Unlocking Dormant Economic Energy
Here’s one of the most important truths about cities:
Most of them are not broken.
They’re locked.
Locked behind:
- hesitation
- outdated thinking
- fear of risk
- psychological inertia
Underneath that? They already have:
- infrastructure
- history
- location advantages
- talent
- culture
All the ingredients are there.
They’re just dormant.
And sometimes…
One smart change can release all of it.
We’ve seen this happen again and again:
- A highway removed → downtown comes alive
- A park built → housing demand explodes
- Bike trails added → global tourism appears
The project itself isn’t always massive.
It just flips the signal.
Why Cities Get It Wrong
Here’s where things go sideways.
Most cities don’t invest in what works.
They invest in what looks impressive.
- Stadiums
- Convention centers
- Massive parking structures
These projects are:
- easy to explain
- politically attractive
- ribbon-cuttable
But economically?
They often deliver low marginal return.
Why?
Because they don’t fundamentally change the system.

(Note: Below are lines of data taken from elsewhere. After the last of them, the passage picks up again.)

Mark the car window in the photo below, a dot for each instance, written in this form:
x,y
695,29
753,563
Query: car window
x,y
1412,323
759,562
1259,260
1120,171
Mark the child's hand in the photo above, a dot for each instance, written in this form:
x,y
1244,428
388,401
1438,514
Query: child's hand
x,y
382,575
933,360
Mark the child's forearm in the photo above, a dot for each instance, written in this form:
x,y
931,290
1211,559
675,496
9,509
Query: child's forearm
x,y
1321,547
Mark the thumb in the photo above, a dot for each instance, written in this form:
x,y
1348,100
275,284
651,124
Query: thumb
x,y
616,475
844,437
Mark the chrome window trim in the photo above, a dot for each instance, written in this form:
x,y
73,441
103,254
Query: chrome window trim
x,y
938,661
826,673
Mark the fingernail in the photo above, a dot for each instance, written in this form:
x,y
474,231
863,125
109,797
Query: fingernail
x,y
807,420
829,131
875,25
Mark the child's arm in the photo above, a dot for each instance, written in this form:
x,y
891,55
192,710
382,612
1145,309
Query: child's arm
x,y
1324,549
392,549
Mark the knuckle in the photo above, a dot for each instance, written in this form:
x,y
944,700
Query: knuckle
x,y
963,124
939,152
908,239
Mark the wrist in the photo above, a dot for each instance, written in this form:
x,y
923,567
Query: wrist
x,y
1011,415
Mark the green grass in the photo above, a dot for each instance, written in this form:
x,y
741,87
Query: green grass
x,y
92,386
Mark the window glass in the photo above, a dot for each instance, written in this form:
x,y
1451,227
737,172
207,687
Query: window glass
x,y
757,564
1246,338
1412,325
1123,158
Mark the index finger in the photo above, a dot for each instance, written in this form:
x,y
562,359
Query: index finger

They don’t attract new energy—they just rearrange existing activity.
Meanwhile, the highest-return investments are often smaller and quieter:
- walkable streets
- public gathering spaces
- historic preservation
- entrepreneur ecosystems
These don’t just look good.
They change behavior.
The Real Problem Isn’t Intelligence—It’s the Model
When cities stall, it’s rarely because people aren’t smart.
It’s because they’re using the wrong mental model.
They evaluate decisions based on:
- certainty
- guaranteed ROI
- minimal risk
But growth doesn’t come from playing it safe.
It comes from strategic, catalytic moves.
The kind that make people say:
“Something’s happening here.”
A New Way to Think About Growth
What if we asked a different question?
Instead of:
“Is this safe?”
We asked:
“What change releases the most energy in the system?”
That shift changes everything.
Because cities don’t come back through one giant project.
They come back when someone starts making the next smart move.
Then another.
Then another.
Momentum builds.
Confidence returns.
And suddenly… the narrative changes.
Narrative Urban Economics
What we’re really talking about here is something bigger:
A framework where economics and storytelling intersect.
Call it:
Narrative Urban Economics
Where growth is driven by three forces:
- Reality (what exists)
- Perception (what people believe)
- Momentum (what people do next)
When perception turns positive:
- Investors arrive
- Entrepreneurs act
- Young people stay
- Talent moves in
And the system begins to compound.
The Bottom Line
Cities don’t fail.
They pause.
They hesitate.
They stop making the next smart move.
But the good news?
That means they can start again.
And often…
It only takes one signal
one shift
one decision
…to release everything that’s been waiting underneath.
Because in the end, cities aren’t just built with concrete and capital.
They’re built with belief.
And belief…
is one of the most powerful economic forces there is.